At least he’d reasoned logically – or he was pretending he had.
“So I decided to see what I could find. The public library was the obvious place to start digging. I went there and asked if I could look at their old newspaper files. I began working back from just before the date when I woke up and found Debby sitting by my hospital bed. It took a while but eventually I found a half-page advert put in by Beasley and Co. announcing they’d taken over my old business. That proved the business used to be called Rankin Motors – so I had remembered that correctly. That was another reassurance. Then I found this,” he pointed to the clipping on my desk. “It came from a few months before the announcement of the take-over by Beasleys. I was flicking through the pages and I found it. I found my own bloody death notice. How would you like to find that, eh, Mr Dawson? How would you feel if that happened to you?”

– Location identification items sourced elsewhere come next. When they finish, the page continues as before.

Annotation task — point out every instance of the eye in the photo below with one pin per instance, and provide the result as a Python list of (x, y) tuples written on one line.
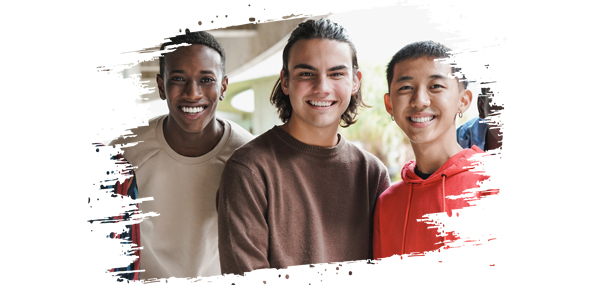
[(177, 79), (207, 80)]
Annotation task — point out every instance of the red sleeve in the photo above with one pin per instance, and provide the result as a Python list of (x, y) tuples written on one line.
[(376, 235)]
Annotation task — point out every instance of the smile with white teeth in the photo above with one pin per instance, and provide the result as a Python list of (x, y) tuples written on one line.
[(421, 119), (192, 110), (321, 103)]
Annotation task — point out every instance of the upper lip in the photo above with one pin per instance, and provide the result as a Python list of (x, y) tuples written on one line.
[(421, 114)]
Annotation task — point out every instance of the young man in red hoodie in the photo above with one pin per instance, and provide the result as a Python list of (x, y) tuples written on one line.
[(425, 96)]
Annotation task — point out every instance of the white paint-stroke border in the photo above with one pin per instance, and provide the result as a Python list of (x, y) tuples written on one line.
[(123, 112)]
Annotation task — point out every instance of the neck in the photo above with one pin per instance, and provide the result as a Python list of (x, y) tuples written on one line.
[(493, 138), (431, 156), (192, 144), (310, 135)]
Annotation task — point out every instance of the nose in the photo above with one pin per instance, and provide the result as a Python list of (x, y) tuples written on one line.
[(322, 85), (420, 98), (193, 90)]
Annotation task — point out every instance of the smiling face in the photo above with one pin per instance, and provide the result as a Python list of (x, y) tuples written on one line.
[(424, 99), (320, 82), (193, 85)]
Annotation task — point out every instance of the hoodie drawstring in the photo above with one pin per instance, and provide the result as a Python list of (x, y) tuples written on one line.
[(444, 191), (444, 200), (406, 219)]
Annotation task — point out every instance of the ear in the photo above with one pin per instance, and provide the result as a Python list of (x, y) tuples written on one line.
[(284, 82), (465, 100), (356, 81), (388, 103), (224, 84), (161, 87), (480, 108)]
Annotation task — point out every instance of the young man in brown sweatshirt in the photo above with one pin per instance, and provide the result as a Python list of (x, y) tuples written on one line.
[(300, 193)]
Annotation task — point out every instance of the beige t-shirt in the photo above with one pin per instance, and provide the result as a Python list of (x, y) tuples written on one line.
[(182, 240)]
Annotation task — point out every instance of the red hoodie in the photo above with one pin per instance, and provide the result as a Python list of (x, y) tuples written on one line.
[(396, 229)]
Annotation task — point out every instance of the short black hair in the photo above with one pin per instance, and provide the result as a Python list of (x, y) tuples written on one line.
[(321, 29), (200, 37), (416, 50)]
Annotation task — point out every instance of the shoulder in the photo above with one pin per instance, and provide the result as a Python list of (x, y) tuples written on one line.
[(393, 192), (256, 150), (358, 154), (239, 136)]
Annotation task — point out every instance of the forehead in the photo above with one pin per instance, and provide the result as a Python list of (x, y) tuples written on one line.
[(422, 67), (195, 53), (320, 51)]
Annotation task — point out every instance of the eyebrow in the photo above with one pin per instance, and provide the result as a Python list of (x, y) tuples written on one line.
[(201, 72), (435, 76), (306, 66)]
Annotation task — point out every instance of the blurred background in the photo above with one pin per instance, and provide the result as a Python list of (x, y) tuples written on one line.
[(254, 59)]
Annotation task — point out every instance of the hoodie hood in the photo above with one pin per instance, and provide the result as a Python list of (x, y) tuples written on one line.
[(456, 164)]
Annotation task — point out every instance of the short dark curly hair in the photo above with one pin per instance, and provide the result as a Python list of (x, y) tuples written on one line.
[(416, 50), (321, 29), (200, 37)]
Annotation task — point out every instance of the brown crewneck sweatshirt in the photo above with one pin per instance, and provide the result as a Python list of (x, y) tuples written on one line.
[(282, 202)]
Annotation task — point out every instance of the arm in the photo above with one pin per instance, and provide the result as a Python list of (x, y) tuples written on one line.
[(243, 228), (382, 185)]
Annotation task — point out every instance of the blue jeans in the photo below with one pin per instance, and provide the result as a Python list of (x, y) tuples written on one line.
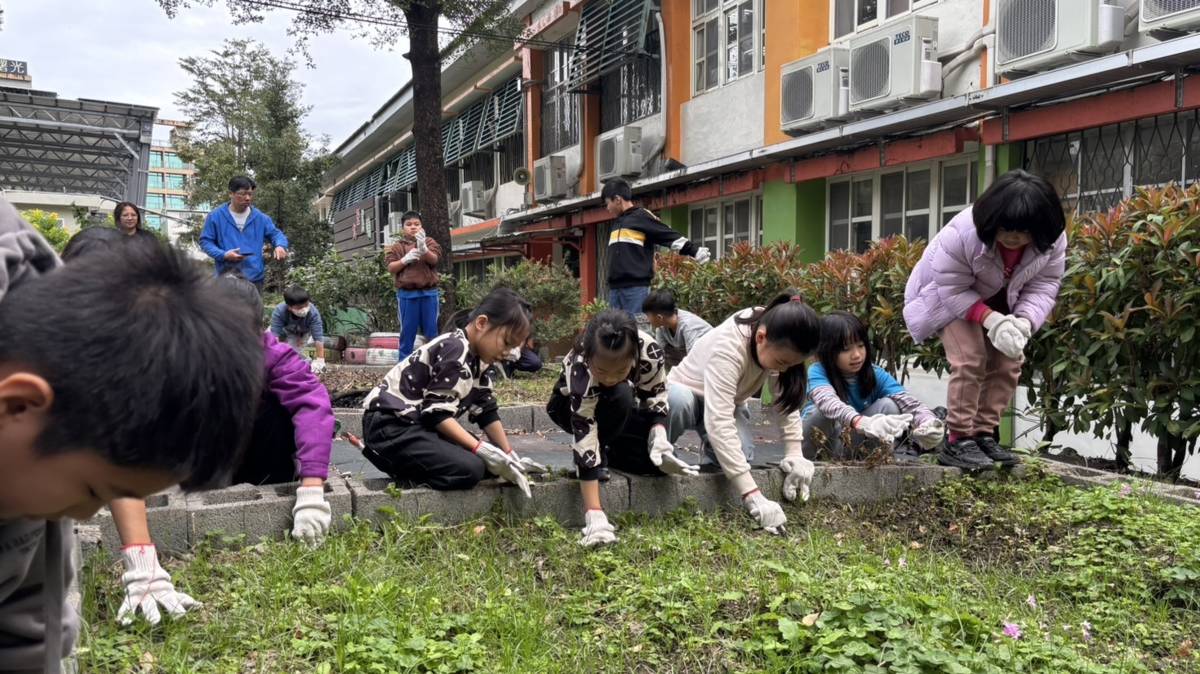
[(628, 299), (418, 311)]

I ignored the question. “So how did you get it?” It wasn’t hard to guess but I wanted to hear it from him.
“Nobody was watching so I tore out that part of the page. I needed it; you must understand that. That’s me in the photo; you can see it is, there I am with my name and everything. I had to have it because it proved I wasn’t imagining all this. OK, I admit I stole it – but I desperately needed something to prove I wasn’t going mad. I needed something that showed I was Rankin. Do you understand?”
I wasn’t going to report him for damaging library property so I dipped my head in agreement.
We each sat in silence, thinking our own thoughts. Eventually he sighed and said, “OK, so that’s where I am now. That’s the basic story, however strange it seems -- and I admit it must sound strange. I’m here because I need your help. I want to hire you to find out what’s been happening to me. I want you to investigate for me. I suppose that what I really mean is that I want you to investigate me, the Jack Rankin me, and find out what has happened to me. I just want to know what’s been happening; I must know. So, will you do it? Please say you will. I’ll pay well, I really will, money’s not a problem.”